Lá para os 3 ou 4 anos todos nós tivemos um momento surreal – ganhámos consciência.4 Pessoalmente tenho imensa pena de não me lembrar porque seria o momento mais perfeito para usar este GIF:

Percebeste que existes. Se calhar aconteceu-te quando te viste ao espelho numa tarde sossegada de outono. Talvez tenha sido quando te explicaram o que era a morte. Pode ter sido mais gradual ou mais de repente. A verdade é que foi um processo irreversível – mas será que desenvolveres esse tipo de consciência te deu livre arbítrio?5
É na Fase Criança que começamos a conseguir lutar contra os nossos instintos, mas sempre de forma muito condicionada pelos nossos educadores. No início desta fase, a tua capacidade de ir contra os teus instintos não é muito mais complexa do que a de um cão que consegue esperar até o dono dizer “já pode” antes de emborcar uma tijela de comida. O cão não tem livre arbítrio – foi treinado e está condicionado.
Eu tenho uma memória do início dessa fase.

Devia ter uns 3 anos e o plano era irmos acampar nessa tarde – eu, os meus dois irmãos mais velhos, e o meu pai. Estava tudo bem encaminhado… até eu fazer um xixi na cueca. Ca burro. Eu já sabia fazer xixi no pote mas era uma habilidade recente na minha vida, então por preguiça, hábito ou distração, fiz aquele xixi. Resultado? Fiquei de castigo em casa. Desolado. Lembro-me vivamente de estar a chorar a ver os meus irmãos de mochila às costas a sair pela porta da frente. A minha mãe reconfortou-me e nunca mais fiz xixi nas cuecas (pelo menos que possa admitir aqui publicamente.) Quer eu chame esse episódio um trauma ou uma aprendizagem, a verdade é que ele ficou bem impresso no quadro da minha vida.

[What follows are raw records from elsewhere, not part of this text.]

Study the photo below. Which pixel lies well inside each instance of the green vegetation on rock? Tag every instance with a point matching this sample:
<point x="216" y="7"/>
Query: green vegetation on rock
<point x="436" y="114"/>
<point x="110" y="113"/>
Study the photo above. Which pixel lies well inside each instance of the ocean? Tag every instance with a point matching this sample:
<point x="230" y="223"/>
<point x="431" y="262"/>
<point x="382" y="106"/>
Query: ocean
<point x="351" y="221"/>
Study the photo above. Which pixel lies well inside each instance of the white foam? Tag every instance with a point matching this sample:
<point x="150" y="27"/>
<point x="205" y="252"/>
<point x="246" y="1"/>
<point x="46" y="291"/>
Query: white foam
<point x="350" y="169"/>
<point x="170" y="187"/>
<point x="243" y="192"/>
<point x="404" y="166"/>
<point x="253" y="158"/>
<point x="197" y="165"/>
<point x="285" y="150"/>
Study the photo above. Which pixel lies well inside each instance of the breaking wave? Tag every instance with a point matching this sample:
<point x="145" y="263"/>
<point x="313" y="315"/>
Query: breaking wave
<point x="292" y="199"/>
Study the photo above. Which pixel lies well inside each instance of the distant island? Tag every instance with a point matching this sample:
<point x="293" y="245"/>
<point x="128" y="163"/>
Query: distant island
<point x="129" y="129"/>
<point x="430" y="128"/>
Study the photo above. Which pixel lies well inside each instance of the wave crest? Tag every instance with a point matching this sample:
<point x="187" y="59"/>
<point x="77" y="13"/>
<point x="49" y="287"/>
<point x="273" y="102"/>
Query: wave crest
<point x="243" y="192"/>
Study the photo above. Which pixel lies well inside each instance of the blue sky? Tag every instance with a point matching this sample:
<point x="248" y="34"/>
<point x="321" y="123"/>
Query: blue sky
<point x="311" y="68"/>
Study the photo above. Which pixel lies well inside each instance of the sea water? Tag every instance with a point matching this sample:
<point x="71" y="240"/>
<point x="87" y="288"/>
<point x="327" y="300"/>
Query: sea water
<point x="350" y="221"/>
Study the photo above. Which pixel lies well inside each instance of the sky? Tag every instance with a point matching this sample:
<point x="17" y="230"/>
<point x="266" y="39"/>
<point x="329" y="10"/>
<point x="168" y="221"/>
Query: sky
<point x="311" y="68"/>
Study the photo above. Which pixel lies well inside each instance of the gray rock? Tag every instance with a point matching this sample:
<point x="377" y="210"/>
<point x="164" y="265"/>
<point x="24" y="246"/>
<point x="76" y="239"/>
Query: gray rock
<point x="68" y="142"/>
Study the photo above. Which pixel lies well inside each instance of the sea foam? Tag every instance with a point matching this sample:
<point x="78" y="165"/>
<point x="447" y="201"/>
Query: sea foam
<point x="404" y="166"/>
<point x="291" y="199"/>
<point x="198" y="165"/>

Passado um ou dois anos deixei cair uma caixa de fósforos e quando a minha mãe me pediu para os apanhar enganou-se a pronunciar a palavra “fósforos”. Como eu já tinha a mania que era espertinho respondi “ESFÓSFOROS MÃE? ESFÓSFOROS?” Os meus irmãos riram-se mas de resto não me correu nada bem. Para além de apanhar os fósforos todos ainda apanhei uma sapatada no rabo e fui para o quarto de castigo. Esse incidente contribuiu para o ensinamento (ou condicionamento) de que não se deve gozar com um pai ou mãe como se fosse da nossa idade. Provavelmente mudou a forma como tratei pessoas mais velhas para o resto da minha vida. Embora eu não tenha escolhido ser um espertinho gozão com 6 anos, nem tenha escolhido uma mãe com esses valores, esse ensinamento/episódio ficou marcado no meu quadro.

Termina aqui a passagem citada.